Hannah is a master with her camera and shared with us her 4 top ways to take better photos when travelling.
Everyone loves taking photos!
Chances are you’re out and about, eating good looking food, interesting things are happening around you and you just want to capture it all! But, part of you always wishes you took better photos to show off your story more... here are some quick and easy pointers to sharpen up your photography skills when snapping away.
1. Compose thoughtfully
Naturally we take photos at eye level, this is the easy option instead move your body! Move left, right, tip toe, get down on one knee, varying viewpoint adds variety. Think about what you're trying to portray, not only should you be considering the subject but what else is around it. Often we’re so fixated on the subject we may not notice what else we’re photographing. Check the corners of the photos for distractions. Have you positioned a tree to look like it’s appearing from the top of someones head, or is the horizon line of the ocean cutting right through someone’s neck? Negative space is equally as important as the subject. Ultimately we’re trying to create photographs that are pleasing and easy on the eye.
2. Time of day is key
Consider light, light is everything! Photographing people and landscapes is best in warm light which is found near sunrise and sunset times. (I always try to schedule my shoots towards sunset time to get that beautiful flattering and sometimes golden light). This is a great time for landcapes too with the sun low there’s side lighting giving depth and texture and amazing colours- unlike midday sun, washing out colours and texture. Getting up early can be hard on holiday I know but there’s also something very magical about witnessing a sunrise. If you’re interested in shooting some culture, markets are most intense and interesting in the morning. You’ll be rewarded with experiences and scenes that most people miss while sleeping.
3. Photographing locals
Photographing strangers can be daunting but in my experience people are happy to be photographed and it's a great way to meet new people. On the off chance they’re not, at least you’ve asked right rather than wishing you had. I’m drawn to take photos of locals because they may be doing something interesting, wearing something eye-catching and to me. I let them know what it is that has taken my attention and their response is always positive, everyone appreciates a compliment. Show them your capture and they’ll flash you an amazing smile that you’ll also want to photograph so be ready for that shot too. The in-between the moment shots can quite often be the winners once the person in front of you has relaxed from a camera in their face.

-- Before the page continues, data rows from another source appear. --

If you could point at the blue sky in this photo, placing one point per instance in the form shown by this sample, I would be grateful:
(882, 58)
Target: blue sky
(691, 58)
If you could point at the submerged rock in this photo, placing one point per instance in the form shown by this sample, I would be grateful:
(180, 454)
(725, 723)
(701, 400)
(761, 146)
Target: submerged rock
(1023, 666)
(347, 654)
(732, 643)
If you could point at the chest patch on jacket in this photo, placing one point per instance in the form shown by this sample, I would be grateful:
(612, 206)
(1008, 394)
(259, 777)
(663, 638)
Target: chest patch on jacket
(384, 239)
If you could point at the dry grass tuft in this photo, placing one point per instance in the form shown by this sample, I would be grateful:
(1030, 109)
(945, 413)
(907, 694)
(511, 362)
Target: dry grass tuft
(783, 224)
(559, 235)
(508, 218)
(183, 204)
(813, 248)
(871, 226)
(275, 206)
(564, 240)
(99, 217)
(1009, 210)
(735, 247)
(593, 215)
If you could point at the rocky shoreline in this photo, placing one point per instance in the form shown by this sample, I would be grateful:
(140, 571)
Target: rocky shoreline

4. Self Portraits vs Selfies
I think a common trait coming through in these pointers is allowing some dedication to taking photos. Selfies, they’re easy and quick sure but they don’t tell much of a visual story. Do I dare say, they’re even….boring. Back the lens away from being so close to you, get your hands on a tripod. The one I like to use is about 15cm high-teeny but certainly does the trick! Show off some wicked landscapes by inserting yourself into the picture. Or- timer mode, hit it and run into your spot!